Gus est secrétaire de rédaction, donc symboliquement le gardien du temple. Intègre et perfectionniste, il est prêt à ne pas dormir une nuit par peur de la coquille (on fait aussi ça à L’ouvreuse) (ndsr : hein ?). Lorsqu’on a suivi durant quatre annnées la série, on connaît l’obsession de David Simon pour le détail et le parallèle paraît d’autant plus évident. Le co-créateur de Sur Ecoute est un mix entre Haynes et Twigg. Un parallèle achevé lorsque le secrétaire de rédaction n’hésite pas à rappeler à ses confrères qu’ils ont besoin de contexte pour traiter le problème des écoles, chose que Simon n’a pas manqué de rappeler dans les saisons précédentes. Le supérieur de Haynes lui rétorque qu’ils ne veulent pas d’une "série insipide détaillant les malaises de la société", mais du Dickensien, quelque chose qui puisse accrocher le lecteur. Il ajoute qu'en contexte, l’histoire serait moins intéressante mais beaucoup plus utile car moins lue. Du contexte, on en a eu durant cinq ans de Sur Ecoute, et les auteurs ont réussi à rendre toutes ces histoires passionnantes, faisant par la même mentir ce discours de mise à niveau des salles de rédaction. Il reste cependant beaucoup de bons journalistes tels que la jeune Alma et cette saison décrit une rédaction vivante qui n’hésite pas à se remettre en question. Mais comme ces gens ne tiendront pas les rênes, la situation est autant amenée à perdurer que pour les autres institutions visitées par la série. Les plus impliqués seront condamnés à l’exil ou à la stagnation car la presse est un peu le quatrième larron, un autre élément du jeu.
Ainsi le plus grand falsificateur du lot, l’ambitieux Scott Templeton, verra son étoile briller lorsqu’un mystérieux tueur en série de SDF arrivera en ville, lui-même étant loin de se douter qu’un autre menteur lui sert la soupe. Au lieu de la dévoiler la grande illusion créée par McNulty, la presse contribuera à la colporter.
LE BON, LA BRUTE ET LE MENTEUR
"The bigger the lie, the more they believe"
Bunk Moreland
Comme le veut la coutume de la série, la première scène annonce les ambitions de la saison : ici un test bidon sur une photocopieuse détecteur de mensonge à ses heures introduit le thème de la manipulation de la vérité pour parvenir à ses fins. Par une analogie limpide, on nous compare le système des flics pour obtenir des aveux et son implication dans le monde réel pour obtenir des résultats. Faut-il se mettre dans l’illégalité pour duper les escrocs ? Que faire quand on doit coincer le pire salaud qui existe ? Et si quelqu’un pouvait mentir à bon escient pour obtenir un résultat rendu impossible par les institutions ? L’intrigue de cette saison sera un mensonge, avec la complicité du spectateur. Une façon d’insister une fois de plus sur l’illusion entretenue et le rôle de chacun dans le maintien de celle-ci.
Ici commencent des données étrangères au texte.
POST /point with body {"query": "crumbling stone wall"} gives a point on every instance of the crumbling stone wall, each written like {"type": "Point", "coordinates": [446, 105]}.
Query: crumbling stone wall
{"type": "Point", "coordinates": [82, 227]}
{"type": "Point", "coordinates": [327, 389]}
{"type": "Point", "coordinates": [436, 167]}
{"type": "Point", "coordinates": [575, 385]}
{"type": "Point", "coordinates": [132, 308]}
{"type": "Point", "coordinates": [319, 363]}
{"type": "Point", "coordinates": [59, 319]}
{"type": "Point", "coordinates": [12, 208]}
Posons d’abord le contexte. La dissolution de la Major Crimes faute de moyens lance le coup d’envoi d’un retrait de la surveillance de Marlo. Les corners redeviennent des zones de non droit, un western total où tous les coups sont permis. Le petit roi et son armée n’ont plus de liens et il peut supprimer un à un ceux qui se mettent au travers de son chemin. Mais quelqu’un va décider de mettre fin à cette situation. Ce quelqu’un c’est notre irlandais Jimmy McNulty. Bien sagement retiré avec Bea et ses enfants dans la saison 4, il revient ici plus en forme que jamais et fidèle à sa légende. Lassé des concessions qui ont dû être faites et de l’impasse sur l’enquête des vacants, il décide d’exploser les règles et se lance à son tour dans le western. L’espace d’une saison, Marlo contrôlera la rue et McNulty contrôlera la police, le premier ayant toujours un flingue d’avance et le second un plus grand mytho dans sa besace.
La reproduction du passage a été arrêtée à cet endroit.